Darlene Abbott | Music Mom

Snapshots of Classroom Management 2: Habits




Good planning habits are essential to success in any classroom whether it be in a church or a school. It’s hard to be successful as a teacher without the necessary tool of having a plan. Let’s look at 3 simple habits that can help in the area of classroom management.

Have a Plan MAN:  Have a lesson plan and know your lesson plan.  When you know your lesson plan and are prepared, you can keep the pace moving, so students do not have time to create something to do. If you are using a curriculum that does not utilize transition songs or attention getters, then pencil them in. And plan more than you need. If something is not working – chunk it and use an activity that does work.  Evaluate later why it didn’t work. However, in the moment keep the pace moving to the next activity.

Move MATE: Move around the room.  Don’t always teach from the same spot. Simply walk closer to children when they are talking or being distracting. Proximity seems to dissipate distractions. Going from a standing position to a sitting position or leaning on the desk helps to redirect attention.  And as in the previous post “Attention Getters” are very powerful in helping to reset the attention span. Keep it simple, just pick one “attention getter” and learn it. Get in the habit of using this new “attention getter” in your lesson plan.  Once it becomes second nature, then add to your repertoire.  In your lesson plan write in some places to move – either you or them.

Be Clear DEAR: State the rules in the beginning of the year.  Clearly, explain what you expect from students. Last, lay out the consequences if rules are broken or expectations are not met. In my experience, it is difficult to enforce an extensive list of specific rules.  Rules can be broad and yet be encompassing of several very specific rules. For example:   An extensive set of rules may include:

1.  Do not hit your friends.
2. Do not damage the instruments.
3. Do not damage the room or school equipment.

A more broad rule would say: We will take care of each other and the property.   It is much easier for you and the kids to remember and encompasses all three rules previously listed.

Start with these simple points and make them habits.

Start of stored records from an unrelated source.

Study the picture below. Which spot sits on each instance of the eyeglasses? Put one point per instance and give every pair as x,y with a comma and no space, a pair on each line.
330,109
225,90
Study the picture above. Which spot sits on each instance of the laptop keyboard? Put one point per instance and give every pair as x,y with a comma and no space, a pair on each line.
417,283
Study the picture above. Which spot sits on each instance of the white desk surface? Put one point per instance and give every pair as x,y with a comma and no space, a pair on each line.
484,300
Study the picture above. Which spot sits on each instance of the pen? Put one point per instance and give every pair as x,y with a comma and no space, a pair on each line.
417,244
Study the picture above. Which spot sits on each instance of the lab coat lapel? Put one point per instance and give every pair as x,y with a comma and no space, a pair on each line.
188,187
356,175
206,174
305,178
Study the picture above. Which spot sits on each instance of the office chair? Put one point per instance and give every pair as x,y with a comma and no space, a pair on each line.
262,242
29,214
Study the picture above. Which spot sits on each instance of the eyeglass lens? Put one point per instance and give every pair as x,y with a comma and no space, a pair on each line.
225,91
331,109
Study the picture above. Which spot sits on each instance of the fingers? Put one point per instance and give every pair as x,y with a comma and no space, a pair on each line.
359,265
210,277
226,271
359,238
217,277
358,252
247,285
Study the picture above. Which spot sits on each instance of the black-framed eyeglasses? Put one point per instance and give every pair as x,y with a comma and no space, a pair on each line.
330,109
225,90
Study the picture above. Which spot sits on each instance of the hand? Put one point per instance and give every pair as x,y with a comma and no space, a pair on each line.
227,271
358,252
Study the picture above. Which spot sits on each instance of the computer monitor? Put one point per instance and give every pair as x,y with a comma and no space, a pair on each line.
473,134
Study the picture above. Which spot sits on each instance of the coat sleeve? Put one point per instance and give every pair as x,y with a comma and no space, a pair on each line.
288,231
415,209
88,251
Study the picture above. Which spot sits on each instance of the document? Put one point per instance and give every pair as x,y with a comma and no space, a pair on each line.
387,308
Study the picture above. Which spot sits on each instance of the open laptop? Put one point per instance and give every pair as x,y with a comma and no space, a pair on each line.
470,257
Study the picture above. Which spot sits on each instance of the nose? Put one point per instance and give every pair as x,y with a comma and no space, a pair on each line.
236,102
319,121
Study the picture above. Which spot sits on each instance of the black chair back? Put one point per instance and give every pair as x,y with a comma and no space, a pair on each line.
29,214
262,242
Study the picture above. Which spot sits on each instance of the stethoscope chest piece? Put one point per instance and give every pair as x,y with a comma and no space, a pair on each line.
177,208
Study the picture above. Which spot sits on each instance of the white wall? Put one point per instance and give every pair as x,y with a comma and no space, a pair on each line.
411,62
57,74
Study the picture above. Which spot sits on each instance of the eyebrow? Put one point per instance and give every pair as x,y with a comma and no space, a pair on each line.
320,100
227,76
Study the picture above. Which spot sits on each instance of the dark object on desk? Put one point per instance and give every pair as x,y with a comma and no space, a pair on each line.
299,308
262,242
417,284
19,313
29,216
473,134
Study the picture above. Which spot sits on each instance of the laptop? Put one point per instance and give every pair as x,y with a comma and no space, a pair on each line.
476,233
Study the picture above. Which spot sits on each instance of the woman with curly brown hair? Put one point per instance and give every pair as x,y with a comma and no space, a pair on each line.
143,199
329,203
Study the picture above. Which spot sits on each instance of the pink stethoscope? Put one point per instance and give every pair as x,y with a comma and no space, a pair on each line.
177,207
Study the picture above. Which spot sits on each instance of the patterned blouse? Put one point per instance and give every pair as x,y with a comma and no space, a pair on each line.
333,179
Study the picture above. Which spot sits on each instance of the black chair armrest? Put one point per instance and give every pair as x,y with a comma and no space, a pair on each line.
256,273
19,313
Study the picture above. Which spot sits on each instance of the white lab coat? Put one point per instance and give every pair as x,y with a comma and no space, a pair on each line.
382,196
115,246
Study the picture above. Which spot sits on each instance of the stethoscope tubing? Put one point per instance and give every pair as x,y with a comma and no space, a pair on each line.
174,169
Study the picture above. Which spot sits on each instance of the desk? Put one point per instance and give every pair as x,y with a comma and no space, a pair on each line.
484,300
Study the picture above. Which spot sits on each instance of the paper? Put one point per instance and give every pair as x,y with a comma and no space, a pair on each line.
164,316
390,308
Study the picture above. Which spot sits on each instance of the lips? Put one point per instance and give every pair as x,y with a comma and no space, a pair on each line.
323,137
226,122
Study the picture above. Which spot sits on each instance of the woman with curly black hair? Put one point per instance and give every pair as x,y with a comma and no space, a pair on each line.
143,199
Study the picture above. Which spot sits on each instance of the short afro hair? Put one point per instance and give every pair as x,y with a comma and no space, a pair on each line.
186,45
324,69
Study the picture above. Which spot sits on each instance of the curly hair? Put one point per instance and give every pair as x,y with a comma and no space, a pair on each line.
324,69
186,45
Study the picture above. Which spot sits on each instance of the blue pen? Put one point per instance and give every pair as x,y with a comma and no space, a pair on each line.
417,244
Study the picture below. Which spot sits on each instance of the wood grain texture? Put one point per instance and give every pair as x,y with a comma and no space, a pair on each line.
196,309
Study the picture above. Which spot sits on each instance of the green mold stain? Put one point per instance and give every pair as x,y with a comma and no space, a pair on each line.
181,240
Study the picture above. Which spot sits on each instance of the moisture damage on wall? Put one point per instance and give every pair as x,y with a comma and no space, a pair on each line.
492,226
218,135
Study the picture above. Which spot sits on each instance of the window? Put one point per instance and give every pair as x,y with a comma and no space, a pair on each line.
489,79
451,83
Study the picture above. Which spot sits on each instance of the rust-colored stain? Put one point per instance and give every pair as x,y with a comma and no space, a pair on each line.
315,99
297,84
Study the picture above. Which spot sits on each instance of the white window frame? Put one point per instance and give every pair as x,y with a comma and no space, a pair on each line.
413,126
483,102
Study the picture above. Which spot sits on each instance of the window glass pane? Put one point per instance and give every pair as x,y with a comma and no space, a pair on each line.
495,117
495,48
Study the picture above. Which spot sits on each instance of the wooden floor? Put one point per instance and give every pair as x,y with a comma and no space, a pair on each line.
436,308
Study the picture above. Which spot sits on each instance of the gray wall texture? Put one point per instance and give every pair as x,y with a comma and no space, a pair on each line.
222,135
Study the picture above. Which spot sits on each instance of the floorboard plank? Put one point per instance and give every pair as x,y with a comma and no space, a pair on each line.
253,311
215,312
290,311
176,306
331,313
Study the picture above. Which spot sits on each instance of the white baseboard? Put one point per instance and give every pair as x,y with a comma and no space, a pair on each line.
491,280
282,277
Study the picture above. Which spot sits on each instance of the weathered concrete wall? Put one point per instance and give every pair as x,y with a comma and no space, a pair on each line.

Once those become more of who you are as a teacher, you can continue to improve and add more.

Get to planning and have a great year, but whatever you do….

Keep Singing,

Mrs. Darlene






  1. Elizabeth | | Reply

    I agree with all of these points- great post! I especially was reminded of the importance of moving this year. I broke my toe in March and was forced to glide around in my rolling office chair most of the time, so I stayed at the front of the room a lot more than I normally do. It’s definitely a lot harder to teach that way! #fermatafridays

  2. Jennifer Hibbard | | Reply

    These are all great tips! I always found that the more I moved (even erratically sometimes), the more I was able to keep my students’ attention. Thanks for sharing :) #fermatafridays.